Ağız Kanserinin Belirtileri;
Ağız içinde, dudakta beyaz, kırmızı beyaz leke ve yaralar olarak ortaya çıkar. Beyaz lekelenmeler ‘lökoplaki’ olarak adlandırılır ve habis dönüşüm gösterebilen lezyonlardır. Kırmızı beyaz lekelenmeler, ‘eritrolökoplaki’ olarak adlandırılır ve kanserleşme riski daha yüksektir.
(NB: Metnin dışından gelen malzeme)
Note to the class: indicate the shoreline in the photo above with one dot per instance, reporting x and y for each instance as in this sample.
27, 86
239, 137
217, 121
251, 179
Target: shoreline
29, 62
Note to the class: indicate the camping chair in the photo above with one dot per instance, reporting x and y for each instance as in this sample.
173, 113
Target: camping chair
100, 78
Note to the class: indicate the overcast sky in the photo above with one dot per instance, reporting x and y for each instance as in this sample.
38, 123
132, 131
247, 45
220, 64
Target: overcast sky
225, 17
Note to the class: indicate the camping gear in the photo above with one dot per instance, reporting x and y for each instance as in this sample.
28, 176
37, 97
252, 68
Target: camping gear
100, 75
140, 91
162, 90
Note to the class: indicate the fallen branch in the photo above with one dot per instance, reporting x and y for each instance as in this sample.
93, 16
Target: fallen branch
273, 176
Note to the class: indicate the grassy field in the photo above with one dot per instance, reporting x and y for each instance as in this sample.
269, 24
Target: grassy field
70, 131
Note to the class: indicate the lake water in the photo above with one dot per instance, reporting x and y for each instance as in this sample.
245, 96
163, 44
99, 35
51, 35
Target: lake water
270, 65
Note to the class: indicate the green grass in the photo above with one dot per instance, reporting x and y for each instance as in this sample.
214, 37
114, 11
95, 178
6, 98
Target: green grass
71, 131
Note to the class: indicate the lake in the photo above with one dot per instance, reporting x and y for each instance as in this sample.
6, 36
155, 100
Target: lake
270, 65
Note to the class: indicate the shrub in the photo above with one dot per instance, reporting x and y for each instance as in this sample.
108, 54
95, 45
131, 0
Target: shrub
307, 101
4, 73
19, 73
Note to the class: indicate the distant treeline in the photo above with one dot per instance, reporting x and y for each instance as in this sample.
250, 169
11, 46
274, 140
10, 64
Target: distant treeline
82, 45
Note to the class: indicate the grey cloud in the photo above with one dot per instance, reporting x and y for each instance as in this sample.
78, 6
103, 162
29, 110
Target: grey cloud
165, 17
• Ağızda acı veya tarifsiz bir ağrı
• Diş etlerinde, dilde veya ağız içindeki veya etrafında beyaz veya kırmızı renkli alanlar
• Ağız içinde dil ile hissedilebilen hassas, tahriş olmuş, kabarık veya kalınlaşmış alanların olması
• Ağızda veya boğazda tekrarlayan kanamalar ve iyileşmeyen yaralar
• Seste boğukluk veya boğazda yutulamayan cisim hissi
• Çiğneme ve yutma güçlüğü
• Dil ve çene hareketlerinde zorlanma
• Dil veya ağızın diğer bölgelerinde his kaybı, uyuşukluk
• Alt veya üst çenede meydana gelen şişlikler ve bunun sonucu mevcut protez uyumunun bozulması
• Ağız içinde sürekli beyaz lekeler (lökoplaki) veya kırmızı lekeler (eritroplaki) ortaya çıktığında bu lekeler öncü kanser koşulları (ardından kanser görülmesi muhtemel koşullar) olarak onaylanabileceğinden doktor veya diş hekimlerinin dikkatine sunulmaları gerekir.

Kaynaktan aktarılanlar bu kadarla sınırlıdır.